Kildai was a problem in his unconscious state, though. He would have to travel in a cart, and that would be difficult. There were of course many carts in the section of the kulurtai that was devoted to her Hawk clan. But, by the action taken, their getting back there was unlikely. Even if they did, if they broke camp now it would be noticed and would lead to a confrontation that they could not afford at this point. Gatu’s men would be waiting, patiently, for the last of the White horde, the clan of the hawk, to flee the boundary markers of the kulurtai. The guard-duty for the camp worked according to a strict rota, and the clan on guard tonight were no friends to the Hawk clan. She could not go back. They would be waiting, she was sure.

Instead, she made her way across the camp, keeping in the darkness between the gers, until she came to the Fox people. They were Blue horde, but their grazing was poor, and they had a constant raiding warfare with the Bulgars. She put Kildai down in the deep shadow, and stripped off most of her jewelry, and left it next to him in her sable muff. It would not do to appear too wealthy. She took a deep breath and walked forward between the fires they had set for visitors and traders. The small group drinking kumiss were silenced by her arrival.

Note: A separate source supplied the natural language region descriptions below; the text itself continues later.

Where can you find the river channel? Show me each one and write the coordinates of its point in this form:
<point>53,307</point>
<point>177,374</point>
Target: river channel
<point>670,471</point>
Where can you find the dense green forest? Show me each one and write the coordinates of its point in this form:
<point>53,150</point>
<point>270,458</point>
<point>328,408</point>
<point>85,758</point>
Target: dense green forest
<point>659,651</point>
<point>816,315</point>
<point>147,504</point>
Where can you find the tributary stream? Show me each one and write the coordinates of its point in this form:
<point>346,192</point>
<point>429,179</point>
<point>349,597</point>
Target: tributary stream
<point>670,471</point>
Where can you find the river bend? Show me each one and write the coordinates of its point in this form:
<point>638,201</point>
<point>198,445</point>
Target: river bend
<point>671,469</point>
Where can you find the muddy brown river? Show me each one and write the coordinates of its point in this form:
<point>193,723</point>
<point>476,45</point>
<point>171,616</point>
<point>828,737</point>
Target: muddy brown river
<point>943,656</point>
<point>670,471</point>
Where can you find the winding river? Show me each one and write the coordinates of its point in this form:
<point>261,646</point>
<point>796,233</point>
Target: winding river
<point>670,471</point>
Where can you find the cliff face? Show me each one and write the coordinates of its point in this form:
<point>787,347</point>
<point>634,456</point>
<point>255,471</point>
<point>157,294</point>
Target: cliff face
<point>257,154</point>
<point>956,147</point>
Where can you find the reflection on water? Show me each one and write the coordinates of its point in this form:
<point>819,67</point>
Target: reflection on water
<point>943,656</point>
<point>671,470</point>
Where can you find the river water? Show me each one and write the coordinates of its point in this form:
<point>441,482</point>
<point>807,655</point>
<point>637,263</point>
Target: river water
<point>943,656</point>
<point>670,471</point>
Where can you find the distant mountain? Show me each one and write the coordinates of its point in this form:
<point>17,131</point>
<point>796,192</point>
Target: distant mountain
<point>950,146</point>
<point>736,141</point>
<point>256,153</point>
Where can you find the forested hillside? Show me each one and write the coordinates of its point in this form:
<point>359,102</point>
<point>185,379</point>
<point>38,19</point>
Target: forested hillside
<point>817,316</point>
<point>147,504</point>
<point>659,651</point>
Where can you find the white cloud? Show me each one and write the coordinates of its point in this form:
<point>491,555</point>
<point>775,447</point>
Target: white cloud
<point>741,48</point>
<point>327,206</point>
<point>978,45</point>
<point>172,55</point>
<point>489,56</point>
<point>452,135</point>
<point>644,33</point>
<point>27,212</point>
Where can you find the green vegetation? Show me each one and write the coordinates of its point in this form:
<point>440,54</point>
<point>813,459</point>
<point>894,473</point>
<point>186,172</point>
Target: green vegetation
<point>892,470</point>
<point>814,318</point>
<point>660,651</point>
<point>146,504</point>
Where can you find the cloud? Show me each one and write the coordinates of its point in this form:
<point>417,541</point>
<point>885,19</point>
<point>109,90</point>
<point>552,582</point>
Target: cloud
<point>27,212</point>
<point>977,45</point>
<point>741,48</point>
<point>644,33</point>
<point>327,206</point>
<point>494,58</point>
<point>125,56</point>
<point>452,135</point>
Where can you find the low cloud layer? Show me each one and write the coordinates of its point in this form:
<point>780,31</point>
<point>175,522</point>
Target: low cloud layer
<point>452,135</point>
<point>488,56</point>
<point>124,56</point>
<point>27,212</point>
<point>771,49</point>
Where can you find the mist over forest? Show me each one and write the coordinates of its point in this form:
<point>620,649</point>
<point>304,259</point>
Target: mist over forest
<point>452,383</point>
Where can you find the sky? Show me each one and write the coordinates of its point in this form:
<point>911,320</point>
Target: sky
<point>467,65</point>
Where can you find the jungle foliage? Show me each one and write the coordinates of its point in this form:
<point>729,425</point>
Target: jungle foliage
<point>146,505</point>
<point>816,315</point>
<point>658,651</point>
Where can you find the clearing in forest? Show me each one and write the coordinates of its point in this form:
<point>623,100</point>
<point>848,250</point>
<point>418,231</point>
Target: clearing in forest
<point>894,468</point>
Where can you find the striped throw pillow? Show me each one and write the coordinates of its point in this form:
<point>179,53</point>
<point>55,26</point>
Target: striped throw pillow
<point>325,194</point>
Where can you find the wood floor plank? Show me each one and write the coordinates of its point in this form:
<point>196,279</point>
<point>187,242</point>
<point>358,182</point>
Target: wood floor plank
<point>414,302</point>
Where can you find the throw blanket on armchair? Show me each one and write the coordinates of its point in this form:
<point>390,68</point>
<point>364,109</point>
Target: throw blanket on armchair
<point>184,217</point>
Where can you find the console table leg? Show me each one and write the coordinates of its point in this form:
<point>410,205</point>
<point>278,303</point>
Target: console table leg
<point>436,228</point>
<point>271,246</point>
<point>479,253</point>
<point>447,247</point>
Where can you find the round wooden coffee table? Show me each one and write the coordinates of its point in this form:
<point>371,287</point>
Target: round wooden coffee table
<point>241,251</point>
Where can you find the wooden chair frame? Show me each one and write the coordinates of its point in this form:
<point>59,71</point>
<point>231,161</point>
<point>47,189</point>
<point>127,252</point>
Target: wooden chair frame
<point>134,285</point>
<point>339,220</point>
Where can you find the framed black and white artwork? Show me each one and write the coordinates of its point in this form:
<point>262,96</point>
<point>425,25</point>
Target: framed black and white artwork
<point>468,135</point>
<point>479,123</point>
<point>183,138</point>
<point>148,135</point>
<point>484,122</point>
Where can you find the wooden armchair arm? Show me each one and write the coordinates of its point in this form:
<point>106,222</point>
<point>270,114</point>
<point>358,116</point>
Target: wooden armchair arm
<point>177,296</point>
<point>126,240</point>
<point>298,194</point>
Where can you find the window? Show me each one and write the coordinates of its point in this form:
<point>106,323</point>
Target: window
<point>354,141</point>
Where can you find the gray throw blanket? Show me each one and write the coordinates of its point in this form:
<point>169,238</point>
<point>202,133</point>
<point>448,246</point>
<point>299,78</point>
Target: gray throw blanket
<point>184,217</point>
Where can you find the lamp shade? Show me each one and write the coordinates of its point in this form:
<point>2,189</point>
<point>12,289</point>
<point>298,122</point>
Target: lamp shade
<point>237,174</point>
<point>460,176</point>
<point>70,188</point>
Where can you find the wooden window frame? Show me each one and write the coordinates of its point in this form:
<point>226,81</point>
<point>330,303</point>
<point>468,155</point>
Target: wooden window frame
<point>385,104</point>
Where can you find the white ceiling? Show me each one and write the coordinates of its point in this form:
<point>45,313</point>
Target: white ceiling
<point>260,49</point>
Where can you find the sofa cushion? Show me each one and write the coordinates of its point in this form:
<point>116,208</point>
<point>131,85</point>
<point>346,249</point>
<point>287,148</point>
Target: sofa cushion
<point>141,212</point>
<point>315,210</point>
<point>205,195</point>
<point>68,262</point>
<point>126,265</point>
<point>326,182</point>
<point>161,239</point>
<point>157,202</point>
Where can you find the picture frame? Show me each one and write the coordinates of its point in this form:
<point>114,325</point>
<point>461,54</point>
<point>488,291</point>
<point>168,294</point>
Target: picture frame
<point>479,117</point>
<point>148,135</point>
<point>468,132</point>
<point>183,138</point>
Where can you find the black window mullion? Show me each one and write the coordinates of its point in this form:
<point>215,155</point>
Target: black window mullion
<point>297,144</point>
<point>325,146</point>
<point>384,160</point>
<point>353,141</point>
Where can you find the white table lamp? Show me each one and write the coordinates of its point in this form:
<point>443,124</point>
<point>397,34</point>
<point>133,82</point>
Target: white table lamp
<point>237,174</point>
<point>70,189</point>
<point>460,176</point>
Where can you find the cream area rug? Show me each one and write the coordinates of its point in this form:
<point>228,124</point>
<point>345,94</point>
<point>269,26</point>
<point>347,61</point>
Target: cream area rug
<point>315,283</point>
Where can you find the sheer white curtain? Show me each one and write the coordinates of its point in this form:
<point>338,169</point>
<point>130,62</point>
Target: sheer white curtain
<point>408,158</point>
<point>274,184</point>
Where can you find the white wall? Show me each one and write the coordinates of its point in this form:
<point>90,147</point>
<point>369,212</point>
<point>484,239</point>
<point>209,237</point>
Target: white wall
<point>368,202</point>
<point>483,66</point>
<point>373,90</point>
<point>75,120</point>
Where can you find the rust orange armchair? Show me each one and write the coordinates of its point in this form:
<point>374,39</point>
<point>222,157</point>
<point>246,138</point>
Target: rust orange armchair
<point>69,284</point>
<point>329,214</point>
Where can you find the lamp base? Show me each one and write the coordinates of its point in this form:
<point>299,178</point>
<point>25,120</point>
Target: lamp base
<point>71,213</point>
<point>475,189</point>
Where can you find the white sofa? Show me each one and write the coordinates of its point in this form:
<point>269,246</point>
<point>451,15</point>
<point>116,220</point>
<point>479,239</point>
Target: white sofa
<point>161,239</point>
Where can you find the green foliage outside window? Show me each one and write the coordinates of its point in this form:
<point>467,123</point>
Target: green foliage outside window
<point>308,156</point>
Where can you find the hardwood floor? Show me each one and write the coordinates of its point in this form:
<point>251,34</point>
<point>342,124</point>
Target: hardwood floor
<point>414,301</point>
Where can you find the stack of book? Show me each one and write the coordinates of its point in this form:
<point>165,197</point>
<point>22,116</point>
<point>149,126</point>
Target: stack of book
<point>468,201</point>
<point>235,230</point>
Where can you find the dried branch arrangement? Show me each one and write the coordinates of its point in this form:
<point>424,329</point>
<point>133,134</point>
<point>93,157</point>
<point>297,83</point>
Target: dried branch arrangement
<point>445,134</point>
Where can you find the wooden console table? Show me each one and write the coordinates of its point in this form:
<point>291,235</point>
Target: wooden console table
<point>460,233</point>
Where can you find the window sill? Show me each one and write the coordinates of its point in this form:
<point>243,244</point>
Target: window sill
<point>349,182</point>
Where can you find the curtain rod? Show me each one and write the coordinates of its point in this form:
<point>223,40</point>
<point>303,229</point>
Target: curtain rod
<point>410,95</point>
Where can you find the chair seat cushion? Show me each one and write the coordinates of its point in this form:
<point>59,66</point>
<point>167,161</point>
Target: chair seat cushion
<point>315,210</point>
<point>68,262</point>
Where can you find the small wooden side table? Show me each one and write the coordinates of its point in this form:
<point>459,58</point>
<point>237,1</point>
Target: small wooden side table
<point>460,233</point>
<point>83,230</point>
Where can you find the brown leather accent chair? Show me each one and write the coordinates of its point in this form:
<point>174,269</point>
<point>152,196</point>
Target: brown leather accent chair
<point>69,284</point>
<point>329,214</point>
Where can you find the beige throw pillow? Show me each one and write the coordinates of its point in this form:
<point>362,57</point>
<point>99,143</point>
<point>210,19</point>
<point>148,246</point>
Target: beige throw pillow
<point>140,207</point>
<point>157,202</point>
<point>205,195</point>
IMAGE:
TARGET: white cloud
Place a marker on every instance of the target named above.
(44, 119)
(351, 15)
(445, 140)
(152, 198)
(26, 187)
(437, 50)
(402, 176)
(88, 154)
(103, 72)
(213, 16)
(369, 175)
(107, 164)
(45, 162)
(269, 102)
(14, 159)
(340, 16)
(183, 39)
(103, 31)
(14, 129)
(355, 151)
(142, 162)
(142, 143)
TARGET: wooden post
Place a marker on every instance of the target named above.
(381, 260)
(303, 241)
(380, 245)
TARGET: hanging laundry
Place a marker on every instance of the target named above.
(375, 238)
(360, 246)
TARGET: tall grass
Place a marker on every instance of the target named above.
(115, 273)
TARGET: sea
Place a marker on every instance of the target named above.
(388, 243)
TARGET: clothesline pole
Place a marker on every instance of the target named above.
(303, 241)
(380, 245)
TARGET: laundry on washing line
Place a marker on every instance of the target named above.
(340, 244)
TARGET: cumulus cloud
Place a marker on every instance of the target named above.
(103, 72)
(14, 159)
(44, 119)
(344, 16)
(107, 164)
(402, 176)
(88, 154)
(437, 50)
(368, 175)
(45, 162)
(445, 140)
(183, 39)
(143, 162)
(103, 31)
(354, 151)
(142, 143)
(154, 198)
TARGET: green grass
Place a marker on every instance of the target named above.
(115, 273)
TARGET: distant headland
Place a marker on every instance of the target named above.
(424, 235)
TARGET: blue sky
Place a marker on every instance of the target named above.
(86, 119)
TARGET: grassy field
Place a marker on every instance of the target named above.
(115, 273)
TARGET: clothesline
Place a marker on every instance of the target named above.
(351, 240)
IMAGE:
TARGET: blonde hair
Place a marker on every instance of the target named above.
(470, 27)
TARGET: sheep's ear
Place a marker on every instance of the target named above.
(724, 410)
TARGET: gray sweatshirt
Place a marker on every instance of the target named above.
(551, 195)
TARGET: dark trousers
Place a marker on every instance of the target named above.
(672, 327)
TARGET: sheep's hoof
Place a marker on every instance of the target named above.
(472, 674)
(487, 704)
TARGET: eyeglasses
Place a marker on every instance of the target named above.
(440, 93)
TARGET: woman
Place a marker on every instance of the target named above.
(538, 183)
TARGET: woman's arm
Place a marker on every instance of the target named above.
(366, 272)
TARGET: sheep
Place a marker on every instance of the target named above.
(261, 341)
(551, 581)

She put her hand on heart and bowed. “Respect to the hearth and the Fox clan.”

They still drank qumiss and set up guest fires, so they probably still held to tradition. Tradition would require a greeting and an offer of sustenance before any form of business could be discussed. The delay irked her, but it could be used to her advantage.

The Fox Clan elders would assume she was avoiding being stolen by her intended groom. That was a game they would revel in. Being hard to capture was still honorable. Chinggis Khan had declared an end to wife-stealing, and while he lived that had been strictly observed. But he was centuries dead and, like drinking, wife-stealing was a much beloved Mongol custom.

Eventually, the niceties having been observed, they got down to negotiation. Bortai was terrified that her brother might wake, alone and in the dark and as confused as people were, after a blow to the head. But she kept a steely calm. “I need three fine horses, such horses as the great Fox clan ride.”

The clan elder shook his head sorrowfully. “Alas. Horses… We could offer you a pony. For twenty dirhan in silver.”

She shook her head equally sorrowfully. “A prince’s ransom. I am a poor woman. What of a gelding and mare?”

The bargaining went on. She dropped some comments about the leader of the Jaghun her father wanted her to marry. She was afraid that even the small piece of jewelry she offered might be too much, or a piece they might recognize. But at length she got what she wanted — which was anything but three horses — and they got a good price on a covered cart that had seen better days, with an ox. The cart would be in bad repair, and it was most likely the ox was young and still balky and undertrained, or close to its deathbed. But they expected her to be caught in fairly short order, so there was no point in parting with the best. There was a fair chance that the ox would either be left on the plain or become part of her new husband’s property.

Now she had to deal with the delicate matter of getting Kildai into the cart, unseen. She really had no idea how to manage that. But fortune favored her. No sooner had the beast — young and balky, as she’d predicted — been poled up, than a loud fight broke out. Her Fox clan helpers hurried off to watch. They were fairly drunk by now and entertainment at night in kulurtai was scanty. She went back to find Kildai and found that he had moved. Rolled over, or been rolled over.